SciD-QuESt: From Scientific Documents to Knowledge – Questionnaire-Based Extraction and Structuring of Knowledge in the Open Research Knowledge Graph with LLMs and Human Validation
Structuring knowledge as a side quest in the research journey.
Co-Applicant: |
Dr. Oliver Karras |
![]() |
My role: |
Principal investigator |
|
Funding: |
€35,000.00 from NFDIxCS Flexfund |
|
Duration: |
01.2026 – 07.2026 |
The goal of SciD-QuESt is to empower researchers to transform scientific documents into structured, reusable knowledge — without requiring expertise in semantic technologies. By combining intuitive, questionnaire-based workflows with the power of large language models (LLMs) and human validation, the project lowers the barrier to contributing high-quality, FAIR metadata to infrastructures such as the Open Research Knowledge Graph (ORKG).
SciD-QuESt addresses the current disconnect between manual knowledge extraction (e.g., in literature reviews or artifact evaluations) and machine-readable, semantically rich representations. It offers a semi-automated, researcher-friendly approach that integrates seamlessly into Open Science workflows and supports reproducibility, transparency, and comparability across disciplines.
Core Components
- Bidirectional transformation: Design a bidirectional transformation between questionnaires and ORKG templates, enabling researchers to start from either intuitive question sets or existing semantic structures — and convert between them as needed.

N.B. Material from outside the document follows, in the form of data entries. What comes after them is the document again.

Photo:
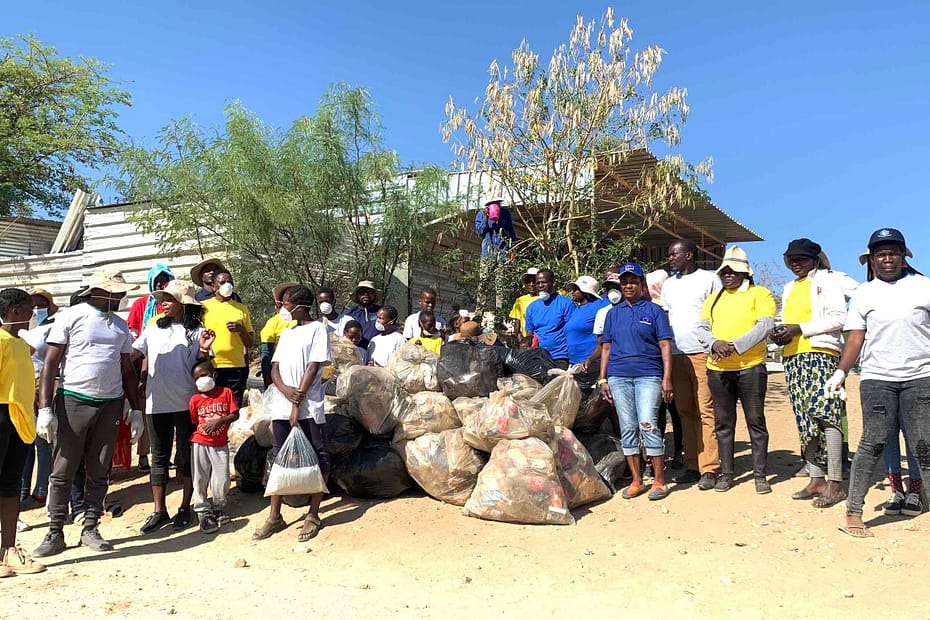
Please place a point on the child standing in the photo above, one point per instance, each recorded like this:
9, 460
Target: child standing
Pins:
213, 409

- LLM-powered extraction: Implement an LLM-powered extraction pipeline that processes scientific PDFs and suggests answers to user-defined questions, linking each suggestion to its source text as evidence.
- Human-in-the-Loop validation: Develop a Human-in-the-Loop validation interface where researchers can review, accept, or refine the LLM’s suggestions, ensuring quality and trustworthiness before exporting the structured data to JSON or importing it directly into the ORKG.
By weaving together natural language interfaces, AI-assisted extraction, and semantic integration, SciD-QuESt delivers a flexible, extensible MVP that can be embedded into platforms, such as the NFDIxCS portal. It supports use cases such as metadata enrichment, structured artifact reporting, and Open Science competitions — helping researchers, chairs, and reviewers extract key insights from submissions with greater consistency and efficiency.
This approach ensures that researchers can contribute structured knowledge without needing to learn RDF, ontologies, or SPARQL. Instead, they engage through familiar formats — questionnaires — and receive AI support with transparent, editable outputs. The result is a scalable, FAIR-compliant workflow for knowledge curation that is both accessible and rigorous.